Zack no perdió un segundo. Se arrodilló y apoyó ambas manos en el suelo. El aire a nuestro alrededor se volvió tan frío que el vapor de nuestra respiración se cristalizó al instante. Una capa de hielo azulado y denso comenzó a brotar de sus palmas, extendiéndose como una armadura sobre el concreto agrietado. No era una capa fina; Zack estaba creando un grosor masivo, un bloque de hielo diseñado específicamente para absorber y disipar las vibraciones de nuestros pasos.
—Es resbaladizo —advirtió Zack, con la voz entrecortada por el esfuerzo—. Muévanse ya.

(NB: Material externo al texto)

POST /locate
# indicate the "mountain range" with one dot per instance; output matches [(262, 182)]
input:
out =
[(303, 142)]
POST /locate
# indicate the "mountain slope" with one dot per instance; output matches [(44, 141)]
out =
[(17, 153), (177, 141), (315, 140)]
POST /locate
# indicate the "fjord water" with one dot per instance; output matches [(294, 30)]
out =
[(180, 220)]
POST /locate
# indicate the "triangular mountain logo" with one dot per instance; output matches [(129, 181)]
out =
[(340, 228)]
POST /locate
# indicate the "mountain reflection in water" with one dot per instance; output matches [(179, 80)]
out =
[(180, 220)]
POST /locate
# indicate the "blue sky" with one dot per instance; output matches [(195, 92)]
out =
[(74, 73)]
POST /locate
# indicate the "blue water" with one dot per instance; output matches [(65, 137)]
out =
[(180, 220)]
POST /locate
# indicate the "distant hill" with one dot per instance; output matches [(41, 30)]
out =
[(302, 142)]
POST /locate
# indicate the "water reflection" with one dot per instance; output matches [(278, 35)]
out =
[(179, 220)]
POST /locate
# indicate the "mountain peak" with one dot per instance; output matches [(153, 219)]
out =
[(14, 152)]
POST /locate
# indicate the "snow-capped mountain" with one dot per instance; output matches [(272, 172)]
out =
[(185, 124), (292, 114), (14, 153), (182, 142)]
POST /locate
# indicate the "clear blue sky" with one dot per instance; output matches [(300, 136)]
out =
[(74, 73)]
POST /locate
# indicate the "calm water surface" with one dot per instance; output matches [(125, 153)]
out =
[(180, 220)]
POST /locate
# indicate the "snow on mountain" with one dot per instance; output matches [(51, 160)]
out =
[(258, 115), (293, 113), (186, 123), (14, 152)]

Mis botas de titanio, diseñadas con una suela de agarre especial para terrenos extremos, se aferraron al hielo con un chirrido metálico. Eran lo suficientemente pesadas para darnos estabilidad, pero el hielo de Zack era tan liso que avanzar era como caminar sobre el filo de una navaja.
—¡Tyler, dales el impulso! —grité.
Tyler mordió su paleta, activando esa chispa en sus ojos. En un parpadeo, nos movimos. Fue una danza grotesca sobre el cristal: avanzábamos a toda velocidad mientras el suelo detrás de nosotros terminaba de ceder. El hielo de Zack amortiguaba el sonido, engañando a la cosa de abajo por unos segundos vitales, pero el peso de la criatura era demasiado.

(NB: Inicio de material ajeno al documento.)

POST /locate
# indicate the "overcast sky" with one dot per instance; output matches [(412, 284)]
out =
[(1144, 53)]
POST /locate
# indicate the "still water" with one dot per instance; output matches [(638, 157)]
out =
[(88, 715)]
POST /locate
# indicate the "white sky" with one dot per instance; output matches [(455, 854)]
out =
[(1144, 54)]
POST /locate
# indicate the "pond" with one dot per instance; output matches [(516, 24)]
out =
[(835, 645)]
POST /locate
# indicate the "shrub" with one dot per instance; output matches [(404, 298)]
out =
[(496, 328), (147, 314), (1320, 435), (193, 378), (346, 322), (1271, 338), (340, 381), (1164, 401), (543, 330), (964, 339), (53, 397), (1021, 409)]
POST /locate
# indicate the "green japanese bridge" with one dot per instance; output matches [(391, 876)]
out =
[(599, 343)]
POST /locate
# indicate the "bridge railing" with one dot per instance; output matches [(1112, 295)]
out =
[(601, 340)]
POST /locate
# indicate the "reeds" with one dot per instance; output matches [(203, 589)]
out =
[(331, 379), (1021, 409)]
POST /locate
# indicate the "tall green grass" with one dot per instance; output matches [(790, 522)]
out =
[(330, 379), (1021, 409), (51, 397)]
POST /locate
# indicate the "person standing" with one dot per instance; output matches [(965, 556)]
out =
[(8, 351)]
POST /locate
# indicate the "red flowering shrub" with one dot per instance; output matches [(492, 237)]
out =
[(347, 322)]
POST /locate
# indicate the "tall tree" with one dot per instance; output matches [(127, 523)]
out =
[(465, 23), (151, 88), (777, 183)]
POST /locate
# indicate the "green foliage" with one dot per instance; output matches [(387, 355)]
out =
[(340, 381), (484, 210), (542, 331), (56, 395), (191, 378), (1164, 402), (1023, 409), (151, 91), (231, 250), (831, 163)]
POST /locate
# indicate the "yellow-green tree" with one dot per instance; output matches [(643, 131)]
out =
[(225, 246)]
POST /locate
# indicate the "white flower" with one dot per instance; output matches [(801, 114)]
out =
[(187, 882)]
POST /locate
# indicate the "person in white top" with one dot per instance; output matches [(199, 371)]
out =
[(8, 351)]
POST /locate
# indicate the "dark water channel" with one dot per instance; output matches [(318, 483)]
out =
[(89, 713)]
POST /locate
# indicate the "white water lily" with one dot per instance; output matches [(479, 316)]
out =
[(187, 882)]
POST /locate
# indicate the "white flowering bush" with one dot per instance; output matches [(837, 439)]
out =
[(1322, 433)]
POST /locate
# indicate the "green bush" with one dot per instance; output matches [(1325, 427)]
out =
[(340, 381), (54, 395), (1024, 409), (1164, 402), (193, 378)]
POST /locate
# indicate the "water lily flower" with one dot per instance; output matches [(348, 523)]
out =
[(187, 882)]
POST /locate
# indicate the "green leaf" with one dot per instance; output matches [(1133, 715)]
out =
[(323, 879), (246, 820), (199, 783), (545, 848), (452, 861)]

Justo cuando alcancé el umbral de la puerta de emergencia, sentí el vacío. El bloque de hielo se partió en dos y una masa de tentáculos pálidos emergió del abismo. Agarré a Alba de la mochila y la lancé hacia el interior de la escalera con una fuerza que me dolió en los hombros. Me giré, extendí el brazo y logré sujetar a Dakota antes de que el suelo desapareciera por completo bajo sus pies.
Cerramos la puerta de acero con un estruendo que hizo eco en todo el hueco de la escalera. Estábamos a salvo... por ahora.